UPDATE: FogBugz On Demand Slowdown

Some customers may be experiencing a slowdown in service for our LA data center.  We are currently investigating.  We will post updates as soon as we have some info.

UPDATE: As of 12:40PM EST, the slowdown process should be fixed.  If you are having any other issues, let us know immediately.

June 18, 2008

FogBugz On Demand Maintenance This Weekend (Sunday, 6/22)

A notice to our FogBugz On Demand customers:

This weekend, on Sunday, June 22 at 00:01 - 05:00 EST (GMT -0500), we'll be taking one of our On Demand data centers offline to perform some upgrades.  We are moving the equipment to a larger area so that we may grow without trouble, will be implementing a much more resilient network configuration that will include redundant paths for all hosts, and will be installing several other devices that will improve our management of On Demand behind-the-scenes. 

During this window, your On Demand accounts may be unavailable.

If you have any questions, please feel free to contact us at customer-service@fogcreek.com or by calling us at 1-866-FOG-CREEK (1-866-364-2733).
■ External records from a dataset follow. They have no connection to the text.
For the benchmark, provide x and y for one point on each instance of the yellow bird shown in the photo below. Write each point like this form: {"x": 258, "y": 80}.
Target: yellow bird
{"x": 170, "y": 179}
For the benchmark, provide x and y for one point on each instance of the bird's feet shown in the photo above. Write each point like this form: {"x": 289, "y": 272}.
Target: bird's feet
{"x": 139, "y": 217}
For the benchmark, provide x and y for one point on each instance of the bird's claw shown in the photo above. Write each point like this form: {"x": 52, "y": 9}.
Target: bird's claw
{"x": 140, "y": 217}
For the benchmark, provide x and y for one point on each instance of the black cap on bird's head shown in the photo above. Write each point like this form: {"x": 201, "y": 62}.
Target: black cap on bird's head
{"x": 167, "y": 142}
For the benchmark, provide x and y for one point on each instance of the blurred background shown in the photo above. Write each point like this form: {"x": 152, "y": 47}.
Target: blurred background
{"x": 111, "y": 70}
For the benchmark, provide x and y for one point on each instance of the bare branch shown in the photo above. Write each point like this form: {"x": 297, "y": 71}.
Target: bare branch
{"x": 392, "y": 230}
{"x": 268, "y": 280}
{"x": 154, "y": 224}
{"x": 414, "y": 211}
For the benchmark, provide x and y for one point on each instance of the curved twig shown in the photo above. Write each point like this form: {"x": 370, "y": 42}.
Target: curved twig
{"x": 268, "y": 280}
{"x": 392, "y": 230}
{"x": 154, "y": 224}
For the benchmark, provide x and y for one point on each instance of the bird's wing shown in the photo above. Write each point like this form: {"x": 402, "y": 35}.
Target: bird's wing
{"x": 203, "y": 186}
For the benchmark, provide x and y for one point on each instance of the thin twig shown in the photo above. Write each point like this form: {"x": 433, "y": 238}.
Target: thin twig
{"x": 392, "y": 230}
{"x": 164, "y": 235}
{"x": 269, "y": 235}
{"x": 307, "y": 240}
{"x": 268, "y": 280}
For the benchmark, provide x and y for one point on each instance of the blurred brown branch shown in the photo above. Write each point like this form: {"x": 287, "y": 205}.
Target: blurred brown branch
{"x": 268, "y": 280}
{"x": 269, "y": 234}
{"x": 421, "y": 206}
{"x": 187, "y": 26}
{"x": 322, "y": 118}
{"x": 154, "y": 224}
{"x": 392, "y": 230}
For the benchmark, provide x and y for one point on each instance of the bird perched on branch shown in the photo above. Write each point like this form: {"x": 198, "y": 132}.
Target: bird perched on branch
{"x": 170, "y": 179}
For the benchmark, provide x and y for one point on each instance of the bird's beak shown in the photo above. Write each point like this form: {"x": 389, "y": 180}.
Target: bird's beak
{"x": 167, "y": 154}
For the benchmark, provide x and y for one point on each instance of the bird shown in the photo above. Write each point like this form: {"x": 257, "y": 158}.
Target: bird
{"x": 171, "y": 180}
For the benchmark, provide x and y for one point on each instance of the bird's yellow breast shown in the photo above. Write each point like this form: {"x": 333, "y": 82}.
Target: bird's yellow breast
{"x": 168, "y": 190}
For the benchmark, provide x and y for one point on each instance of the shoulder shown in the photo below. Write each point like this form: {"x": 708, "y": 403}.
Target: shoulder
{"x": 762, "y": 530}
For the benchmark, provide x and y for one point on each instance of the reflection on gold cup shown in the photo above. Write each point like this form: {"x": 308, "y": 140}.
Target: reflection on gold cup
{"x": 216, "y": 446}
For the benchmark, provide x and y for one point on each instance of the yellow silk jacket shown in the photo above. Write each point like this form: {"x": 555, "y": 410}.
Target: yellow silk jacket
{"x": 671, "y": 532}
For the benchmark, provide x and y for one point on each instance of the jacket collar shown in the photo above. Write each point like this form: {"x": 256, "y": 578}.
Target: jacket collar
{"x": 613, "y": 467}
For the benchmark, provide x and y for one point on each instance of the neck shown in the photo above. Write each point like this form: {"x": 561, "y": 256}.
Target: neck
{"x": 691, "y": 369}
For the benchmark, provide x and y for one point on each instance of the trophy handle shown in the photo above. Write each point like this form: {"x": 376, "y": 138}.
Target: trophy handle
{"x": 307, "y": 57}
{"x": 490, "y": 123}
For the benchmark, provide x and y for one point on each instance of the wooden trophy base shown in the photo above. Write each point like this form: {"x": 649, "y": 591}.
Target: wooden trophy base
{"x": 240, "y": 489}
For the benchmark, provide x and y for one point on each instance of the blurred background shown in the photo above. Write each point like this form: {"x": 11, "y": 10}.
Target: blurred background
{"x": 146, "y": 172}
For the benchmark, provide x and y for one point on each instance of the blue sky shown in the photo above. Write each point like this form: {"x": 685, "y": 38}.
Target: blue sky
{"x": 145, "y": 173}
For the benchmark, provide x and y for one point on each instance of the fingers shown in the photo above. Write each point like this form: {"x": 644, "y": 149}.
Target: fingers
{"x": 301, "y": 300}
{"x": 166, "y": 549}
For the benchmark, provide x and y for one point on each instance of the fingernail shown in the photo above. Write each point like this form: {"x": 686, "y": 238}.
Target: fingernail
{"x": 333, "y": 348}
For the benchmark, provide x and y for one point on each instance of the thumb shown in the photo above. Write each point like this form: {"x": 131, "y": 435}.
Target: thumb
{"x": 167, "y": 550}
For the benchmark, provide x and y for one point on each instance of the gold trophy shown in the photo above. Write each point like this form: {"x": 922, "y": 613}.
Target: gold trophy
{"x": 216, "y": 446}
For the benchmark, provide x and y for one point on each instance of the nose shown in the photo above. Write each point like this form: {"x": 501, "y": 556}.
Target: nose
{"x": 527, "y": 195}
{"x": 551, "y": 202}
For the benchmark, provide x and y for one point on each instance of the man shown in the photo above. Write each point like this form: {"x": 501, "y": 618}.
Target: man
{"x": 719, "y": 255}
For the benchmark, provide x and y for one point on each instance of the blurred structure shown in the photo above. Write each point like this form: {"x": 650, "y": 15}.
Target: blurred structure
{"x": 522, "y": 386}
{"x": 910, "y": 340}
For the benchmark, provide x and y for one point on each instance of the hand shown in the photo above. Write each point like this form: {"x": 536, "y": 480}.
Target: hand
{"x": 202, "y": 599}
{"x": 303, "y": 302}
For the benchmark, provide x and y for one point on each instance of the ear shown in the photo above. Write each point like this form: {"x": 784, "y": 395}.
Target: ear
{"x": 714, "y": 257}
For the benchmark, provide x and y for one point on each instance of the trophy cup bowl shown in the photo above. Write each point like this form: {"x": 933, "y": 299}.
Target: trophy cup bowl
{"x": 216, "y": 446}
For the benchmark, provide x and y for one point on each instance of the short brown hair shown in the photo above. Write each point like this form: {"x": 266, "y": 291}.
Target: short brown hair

Those that are outside North America can reach us here: +1-212-279-2335.

June 17, 2008

Copilot Slowness

update: We have fixed the bug in the process, and are investigating avenues of isolating the Copilot application further from other Fog Creek applications.

Due to some run away processes, we are currently experiencing some Copilot slowness.  We have isolated the issue, and I will post more once things are under control.

June 09, 2008

Copilot Free Weekends

Over the weekend the Copilot website was not honoring the free weekends offer.  It seems that there was a regression in the new website that we missed.  Everyone who purchased a day pass over the weekend will be refunded and be provided a free day pass to use any time.  This post will be updated when we have a better idea of why this problem occurred.

UPDATE: We have determined that the error affected 49 people, all of whom have been refunded.

Why did the Copilot website not offer free passes this weekend?
As you may have noticed, we launched a new website design this past week, along with many small improvements.  As it happened, free weekends were added to the old website while the new site was under development.  A bad merge caused the free weekend code to not be properly ported to the new site, and was overlooked by the developer doing the merge.

Why?
The developer doing the merge (ok, I admit, it was me) did not have this particular merge code reviewed by a peer.

Why?
Until recently we did not have an effective tool for tracking code reviews.  Such a tool has been developed by the Copilot developers, and will be put into use in the coming weeks.  That said, the error should have been caught in testing, and was not.

Why?
Because it is a difficult feature to test.

Why?
Because it requires a QA analyst to do regression testing on a weekend to be absolutely certain that the feature works, since we can't just go around changing dates on production servers to make our lives more convenient.

In the future, our new code review tool will help identify omissions before they make it to QA.  Additionally, internal servers will be set to weekend dates for testing this particular feature.  Finally, a QA analyst will log in Saturday mornings after new builds have been pushed to ensure that the free passes are being honored.

June 03, 2008

Update: Copilot Issues for Internet Explorer Users

We've tracked down the problem and have a fix out for it.  IE users should now be able to download the Copilot clients once again.

The problem was due to a known issue in Internet Explorer that does not support downloads over SSL if the Cache-Control header is set to no-store or no-cache.  More information can be found from Microsoft:

http://support.microsoft.com/kb/323308
http://support.microsoft.com/kb/812935

We did not catch this during our testing because our test servers were not running SSL.  In the future we will add this check to our tests.

Copilot Issues for Internet Explorer Users

We are getting reports (and have been able to verify) that Copilot users that are running Internet Explorer 7 are unable to download our helper application.  We are working to resolve this right now.

Please note that all other browsers are working properly.  This is only an issue with Internet Explorer.